Knudtson recalled having more than 30 meetings, golf outings and barbecues with Drury to work out a solution.
Knudtson said Dobbins told him he was "wasting" his time meeting with Drury.
But in the end, an agreement was reached about future use of hotel and restaurant tax money.
Drury died in 2008.
Knudtson said he is glad Drury lived long enough to see "the benefit" of the River Campus to the community.
"I am proud of being a part of bringing it to Cape," Knudtson said
He said initially, he had "some doubts" about the effect the River Campus would have on the community. But he said he has no doubts now.
"It has absolutely exceeded all expectations," he said.
Knudtson said the River Campus represents "no better example of a collaborative effort."
Dickerson and Dobbins said the decision to buy the old seminary property from the Congregation of the Mission or Vincentian Fathers benefited the university while saving part of the community's history and Catholic heritage.
Some of the campus architecture was preserved as part of the project.
"We wanted to make sure the Vincentians were recognized throughout the campus," Dobbins said.

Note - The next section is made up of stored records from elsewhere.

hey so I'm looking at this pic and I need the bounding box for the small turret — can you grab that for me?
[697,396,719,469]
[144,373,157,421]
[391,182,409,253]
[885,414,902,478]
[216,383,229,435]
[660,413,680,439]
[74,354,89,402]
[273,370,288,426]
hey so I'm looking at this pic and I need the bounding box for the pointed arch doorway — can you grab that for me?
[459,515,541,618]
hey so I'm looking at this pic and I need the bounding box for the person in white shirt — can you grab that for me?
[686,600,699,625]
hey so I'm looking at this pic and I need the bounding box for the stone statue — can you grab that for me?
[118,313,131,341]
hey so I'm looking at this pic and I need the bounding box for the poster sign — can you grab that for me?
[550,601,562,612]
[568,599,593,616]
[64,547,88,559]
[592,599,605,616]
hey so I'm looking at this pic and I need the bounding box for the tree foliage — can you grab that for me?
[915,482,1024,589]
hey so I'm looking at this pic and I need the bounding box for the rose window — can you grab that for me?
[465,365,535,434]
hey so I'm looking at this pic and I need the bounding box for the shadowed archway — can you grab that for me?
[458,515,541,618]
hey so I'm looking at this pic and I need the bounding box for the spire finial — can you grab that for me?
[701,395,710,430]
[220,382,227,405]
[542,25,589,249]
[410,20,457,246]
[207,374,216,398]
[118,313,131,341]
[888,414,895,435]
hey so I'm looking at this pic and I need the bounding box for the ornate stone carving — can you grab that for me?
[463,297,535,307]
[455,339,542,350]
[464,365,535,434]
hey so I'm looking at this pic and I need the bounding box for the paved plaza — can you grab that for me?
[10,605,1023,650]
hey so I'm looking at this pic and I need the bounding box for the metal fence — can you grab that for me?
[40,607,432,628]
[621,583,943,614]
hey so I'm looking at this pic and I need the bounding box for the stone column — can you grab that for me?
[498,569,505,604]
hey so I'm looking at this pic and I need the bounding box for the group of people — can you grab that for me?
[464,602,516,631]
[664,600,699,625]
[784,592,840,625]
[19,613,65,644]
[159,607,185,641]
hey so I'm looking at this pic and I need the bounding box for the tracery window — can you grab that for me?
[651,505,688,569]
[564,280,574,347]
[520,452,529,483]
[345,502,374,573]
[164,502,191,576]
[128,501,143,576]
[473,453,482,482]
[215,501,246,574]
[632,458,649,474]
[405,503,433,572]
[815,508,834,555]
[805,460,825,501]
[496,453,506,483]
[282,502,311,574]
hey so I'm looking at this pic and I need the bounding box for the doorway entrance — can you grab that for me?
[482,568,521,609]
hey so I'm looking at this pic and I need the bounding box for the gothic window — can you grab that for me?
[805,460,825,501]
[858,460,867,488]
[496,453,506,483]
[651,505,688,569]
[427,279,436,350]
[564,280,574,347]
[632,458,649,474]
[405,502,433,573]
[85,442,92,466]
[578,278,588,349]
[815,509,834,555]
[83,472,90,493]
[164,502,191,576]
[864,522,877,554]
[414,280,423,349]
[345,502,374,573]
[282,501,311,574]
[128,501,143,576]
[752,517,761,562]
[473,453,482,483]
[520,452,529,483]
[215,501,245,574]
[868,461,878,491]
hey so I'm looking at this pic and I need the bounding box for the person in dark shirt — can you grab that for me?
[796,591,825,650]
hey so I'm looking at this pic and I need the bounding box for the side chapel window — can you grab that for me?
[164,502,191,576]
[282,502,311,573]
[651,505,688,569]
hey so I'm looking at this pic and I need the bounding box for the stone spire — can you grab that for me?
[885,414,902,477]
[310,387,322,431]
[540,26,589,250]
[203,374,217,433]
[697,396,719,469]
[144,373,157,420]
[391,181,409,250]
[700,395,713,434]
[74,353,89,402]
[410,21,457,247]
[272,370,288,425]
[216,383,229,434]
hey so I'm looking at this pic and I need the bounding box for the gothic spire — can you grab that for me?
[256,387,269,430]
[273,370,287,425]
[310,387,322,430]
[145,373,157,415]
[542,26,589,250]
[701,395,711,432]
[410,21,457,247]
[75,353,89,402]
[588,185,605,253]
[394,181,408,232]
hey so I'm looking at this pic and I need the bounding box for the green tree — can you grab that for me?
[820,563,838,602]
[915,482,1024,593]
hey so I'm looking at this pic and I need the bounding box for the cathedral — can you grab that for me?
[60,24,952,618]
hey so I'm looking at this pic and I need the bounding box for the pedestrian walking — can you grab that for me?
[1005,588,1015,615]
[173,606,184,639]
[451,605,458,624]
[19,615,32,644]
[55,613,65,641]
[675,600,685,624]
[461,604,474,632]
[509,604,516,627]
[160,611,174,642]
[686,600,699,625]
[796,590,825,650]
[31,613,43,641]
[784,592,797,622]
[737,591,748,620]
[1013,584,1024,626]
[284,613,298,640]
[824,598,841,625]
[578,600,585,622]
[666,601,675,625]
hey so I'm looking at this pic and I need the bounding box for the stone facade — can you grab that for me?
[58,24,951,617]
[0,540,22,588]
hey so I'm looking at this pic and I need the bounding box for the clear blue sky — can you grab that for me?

Dobbins compared the River Campus project to the "Field of Dreams" movie, where a baseball field is constructed in the middle of a cornfield and ends up being a major attraction.
Dickerson said the River Campus has become a major drawing card for the university and Cape Girardeau.
"It turned out to be better than my expectations," he said.
Dickerson remembered walking across the vacant Catholic campus before the River Campus arts school became a reality.
At the time, Southeast had declining enrollment. The opening of the River Campus helped boost enrollment, drawing students from across the country to the performing and visual arts curriculum, Dickerson said.
He said he never stopped talking about the project, even when funding seemed to be in jeopardy.
"I kept the dream alive until it became a reality," Dickerson said.